Kindergarten = dauernd krank
Keine Sorge! Mir ist schon bewußt, dass unser inzwischen immerwährender Krankenstand so langsam niemanden mehr interessiert.
Es ist ja auch so, dass wir unser eigenes Selbstmitleid schon gar nicht mehr hören können und wollen.
Hier geht es auch weniger ums Lamentieren, als um eine Art “Umfrage”.

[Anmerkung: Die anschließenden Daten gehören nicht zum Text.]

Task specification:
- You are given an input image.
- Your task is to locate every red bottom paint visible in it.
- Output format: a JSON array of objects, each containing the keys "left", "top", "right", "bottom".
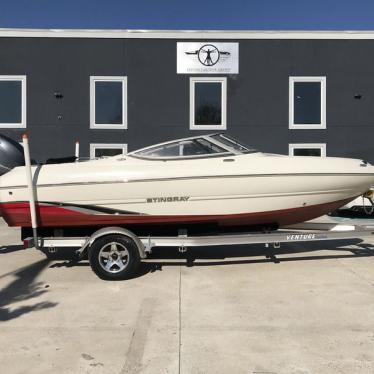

Seit Hannah letzten Herbst in den Kindergarten gekommen ist, haben wir quasi pausenlos irgendwelche Infekte, mit denen wir uns herumschlagen. Angefangen hat es gleich mal mit einer ordentlichen Magen-Darm-Grippe, dann aller Vermutung nach mit der Schweinegrippe und seither plagen uns immer wieder Schnupfen, Halsschmerzen und vor allem dieser hartnäckige und tiefsitzende Husten, der zunächst als bloßer Reiz im Hals beginnt und später dann auf die Lunge sitzt. Ich kann mich nicht erinnern, dass ich innerhalb von nur einem Vierteljahr gleich zwei Antibiotikatherapien durchmachen “durfte”. Um Hannahs Lunge zu schützen bekommt sie inzwischen ein Pulver, das normalerweise Asthmakinder nehmen müssen. Ich mit meinem allerigschen Asthma pumpe mir jetzt seit Jahren zum ersten Mal wieder regelmäßig Kortison in die Bronchien. Die Häufigkeit, die Intensität und vor allem die Hartnäckigkeit dieser Ansteckungen sind mir neu und daher auch ziemlich unheimlich.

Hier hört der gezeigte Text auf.